Similarly, while 4 Elements has contracts with large employers, the practice also provides care for employees of numerous small businesses. Reflecting his own entrepreneurial nature, Dr. Kainkaryam said he loves working with the latter clients and helping them with their business.
Freedom to be your kind of physician
While most of the practice’s revenue comes from direct primary care, Dr. Kainkaryam has diversified his business by expanding into 4 Elements’ other services. That is the kind of freedom that goes along with a physician-entrepreneurial spirit, he said.
“I'm someone who likes a lot of different things,” Dr. Kainkaryam says. “Those of us who are like that, we tend to seek what else can we add and how do we turn that into a business model.”
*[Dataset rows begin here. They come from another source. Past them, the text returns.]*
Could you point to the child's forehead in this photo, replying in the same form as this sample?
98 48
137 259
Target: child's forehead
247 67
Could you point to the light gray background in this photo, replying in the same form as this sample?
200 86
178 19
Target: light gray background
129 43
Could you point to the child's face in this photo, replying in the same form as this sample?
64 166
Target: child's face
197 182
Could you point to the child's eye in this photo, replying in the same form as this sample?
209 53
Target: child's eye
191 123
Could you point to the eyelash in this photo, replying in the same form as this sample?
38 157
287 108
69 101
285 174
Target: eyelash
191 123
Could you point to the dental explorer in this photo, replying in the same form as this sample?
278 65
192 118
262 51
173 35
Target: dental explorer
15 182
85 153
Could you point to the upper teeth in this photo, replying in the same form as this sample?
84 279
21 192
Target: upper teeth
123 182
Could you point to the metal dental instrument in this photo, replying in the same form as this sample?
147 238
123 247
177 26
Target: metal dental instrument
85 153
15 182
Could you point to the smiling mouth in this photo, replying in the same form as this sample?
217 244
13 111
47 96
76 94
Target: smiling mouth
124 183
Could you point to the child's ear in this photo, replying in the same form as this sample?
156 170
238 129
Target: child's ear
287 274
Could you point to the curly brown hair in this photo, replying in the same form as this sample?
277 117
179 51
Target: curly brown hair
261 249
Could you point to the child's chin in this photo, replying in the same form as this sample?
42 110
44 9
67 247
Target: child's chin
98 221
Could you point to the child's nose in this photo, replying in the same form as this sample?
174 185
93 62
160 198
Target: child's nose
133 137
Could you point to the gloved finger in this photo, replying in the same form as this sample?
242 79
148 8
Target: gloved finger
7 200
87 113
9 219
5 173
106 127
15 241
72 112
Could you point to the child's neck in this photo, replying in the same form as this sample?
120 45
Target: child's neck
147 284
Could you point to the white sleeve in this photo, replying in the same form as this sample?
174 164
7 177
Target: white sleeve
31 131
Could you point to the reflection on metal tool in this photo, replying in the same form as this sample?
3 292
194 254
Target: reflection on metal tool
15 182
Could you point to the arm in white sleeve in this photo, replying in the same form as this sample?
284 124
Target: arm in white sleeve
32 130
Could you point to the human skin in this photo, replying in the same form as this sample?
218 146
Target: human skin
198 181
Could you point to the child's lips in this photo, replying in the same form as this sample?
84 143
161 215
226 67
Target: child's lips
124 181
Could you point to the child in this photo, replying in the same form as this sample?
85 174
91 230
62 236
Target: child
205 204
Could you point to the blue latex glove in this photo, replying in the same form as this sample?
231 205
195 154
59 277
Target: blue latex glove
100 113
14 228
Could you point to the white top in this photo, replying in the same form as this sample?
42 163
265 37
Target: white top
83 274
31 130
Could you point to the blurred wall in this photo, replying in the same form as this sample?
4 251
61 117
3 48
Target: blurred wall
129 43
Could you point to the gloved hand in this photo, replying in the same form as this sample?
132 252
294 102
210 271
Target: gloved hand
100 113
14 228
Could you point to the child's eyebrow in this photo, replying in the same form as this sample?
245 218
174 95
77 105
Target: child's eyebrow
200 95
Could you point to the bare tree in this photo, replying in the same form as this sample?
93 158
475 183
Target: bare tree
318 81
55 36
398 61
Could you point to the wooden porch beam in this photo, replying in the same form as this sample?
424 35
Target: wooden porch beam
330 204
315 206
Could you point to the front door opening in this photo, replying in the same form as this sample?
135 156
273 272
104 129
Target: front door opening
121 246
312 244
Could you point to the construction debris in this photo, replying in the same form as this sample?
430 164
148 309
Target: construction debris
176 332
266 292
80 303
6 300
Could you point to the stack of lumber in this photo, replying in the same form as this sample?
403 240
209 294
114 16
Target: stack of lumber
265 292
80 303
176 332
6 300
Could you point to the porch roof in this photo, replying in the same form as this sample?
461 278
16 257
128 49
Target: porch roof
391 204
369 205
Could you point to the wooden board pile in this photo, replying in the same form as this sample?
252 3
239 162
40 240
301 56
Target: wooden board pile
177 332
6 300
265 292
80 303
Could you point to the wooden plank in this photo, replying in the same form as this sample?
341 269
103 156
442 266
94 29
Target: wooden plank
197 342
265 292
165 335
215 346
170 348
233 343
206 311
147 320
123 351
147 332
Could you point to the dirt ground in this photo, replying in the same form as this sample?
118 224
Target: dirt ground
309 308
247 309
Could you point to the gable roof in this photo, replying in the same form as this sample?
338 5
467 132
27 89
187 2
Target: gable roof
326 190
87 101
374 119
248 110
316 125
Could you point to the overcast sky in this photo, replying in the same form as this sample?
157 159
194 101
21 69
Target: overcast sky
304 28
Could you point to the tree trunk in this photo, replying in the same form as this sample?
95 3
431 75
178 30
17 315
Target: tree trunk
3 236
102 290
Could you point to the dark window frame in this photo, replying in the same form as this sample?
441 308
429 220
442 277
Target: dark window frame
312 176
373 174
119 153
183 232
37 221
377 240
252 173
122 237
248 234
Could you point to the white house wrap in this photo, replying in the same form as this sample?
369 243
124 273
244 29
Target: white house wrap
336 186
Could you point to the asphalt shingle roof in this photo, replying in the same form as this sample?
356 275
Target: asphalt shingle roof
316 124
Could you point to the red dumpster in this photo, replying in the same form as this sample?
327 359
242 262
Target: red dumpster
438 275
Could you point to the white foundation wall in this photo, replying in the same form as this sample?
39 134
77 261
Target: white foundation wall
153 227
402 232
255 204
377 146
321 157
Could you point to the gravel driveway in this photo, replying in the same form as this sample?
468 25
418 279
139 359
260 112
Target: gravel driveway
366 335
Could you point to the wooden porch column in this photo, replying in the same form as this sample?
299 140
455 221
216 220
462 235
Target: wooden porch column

He treasures the freedom to pursue these opportunities. “I get to do what I want to do in my practice. I want to have a podcast, I have a podcast. I want to do house calls, I do house calls. I want to have a clothing line, I do. I have found a way to take everything I love and do it through my practice.
“There's a lot of freedom that comes with entrepreneurship. And I think you get to really think of who you are as a physician, what you believe in, and your style of practice becomes an extension of you.”